Intervento di PaDaSu »

I vari argomenti sollevati sono estremamente interessanti (teoria della continuità, indoeuropeo, popolamento dell'Etruria, lingua etrusca etc..) ma caso mai dovrebbero essere discussi, poiché in qualche modo attinenti alla lingua italiana, in filoni dedicati.

Chiedo quindi scusa se torno all'oggetto stesso di questo filone. Provo quindi a riassumere.
Il termine "ciro" indicante il maiale è presente (secondo quanto dice Carnby) a Montelupo e nel contado empolese.
Scilens lo riporta a Lucca e dintorni.
Chi scrive non è riuscito a trovarla né nel dialetto chianaiolo (aretino: riva destra del Clanis) né in quello chianino (senese: riva sinistra). Il che non significa che il DEI abbia torto: è possibile che la mia limitata ricerca non sia riuscita a trovare le giuste informazioni.
Come il fatto che a Pisa e dintorni il termine sia sconosciuto.

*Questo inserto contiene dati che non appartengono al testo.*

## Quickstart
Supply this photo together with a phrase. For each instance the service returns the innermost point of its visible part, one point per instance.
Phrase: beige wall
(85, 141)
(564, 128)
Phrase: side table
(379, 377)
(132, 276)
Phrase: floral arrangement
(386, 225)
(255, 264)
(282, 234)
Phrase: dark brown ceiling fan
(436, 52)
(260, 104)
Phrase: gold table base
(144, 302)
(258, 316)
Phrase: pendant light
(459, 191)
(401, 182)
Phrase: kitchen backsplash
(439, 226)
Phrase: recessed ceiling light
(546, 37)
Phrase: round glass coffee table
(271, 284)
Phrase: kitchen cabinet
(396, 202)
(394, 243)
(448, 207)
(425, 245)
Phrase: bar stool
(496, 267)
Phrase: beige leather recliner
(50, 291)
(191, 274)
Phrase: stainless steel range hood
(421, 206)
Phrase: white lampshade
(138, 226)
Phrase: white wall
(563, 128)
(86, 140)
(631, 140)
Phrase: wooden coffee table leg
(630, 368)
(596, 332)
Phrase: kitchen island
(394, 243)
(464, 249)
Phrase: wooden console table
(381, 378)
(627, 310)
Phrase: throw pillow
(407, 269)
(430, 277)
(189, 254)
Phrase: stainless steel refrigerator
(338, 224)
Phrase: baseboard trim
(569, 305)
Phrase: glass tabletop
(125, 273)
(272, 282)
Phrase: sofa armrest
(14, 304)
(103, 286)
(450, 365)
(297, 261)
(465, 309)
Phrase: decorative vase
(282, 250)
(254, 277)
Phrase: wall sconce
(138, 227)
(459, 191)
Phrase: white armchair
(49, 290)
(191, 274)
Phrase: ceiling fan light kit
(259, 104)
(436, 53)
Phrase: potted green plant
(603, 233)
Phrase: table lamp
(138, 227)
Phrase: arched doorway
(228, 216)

Le poche certezze che abbiamo sono quelle sui luoghi dove la presenza è accertata.
A mio parere è da qui che dobbiamo ripartire.
Avatara utente
Scilens
Interventi: 1097
Iscritto in data: dom, 28 ott 2012 15:31

Intervento di Scilens »

A Pistoia, zona Montagnana e zona Valdibure, non ne sanno nulla.
Secondo me bisogna cercare verso Volterra.
La mia parlata non è lucchese, è più vicina al pistoiese con influssi lucchesi

Sugli altri argomenti aspetto una discussione apposita, stamattina ho avuto da fare, mi s'è allagata l'ex stalla.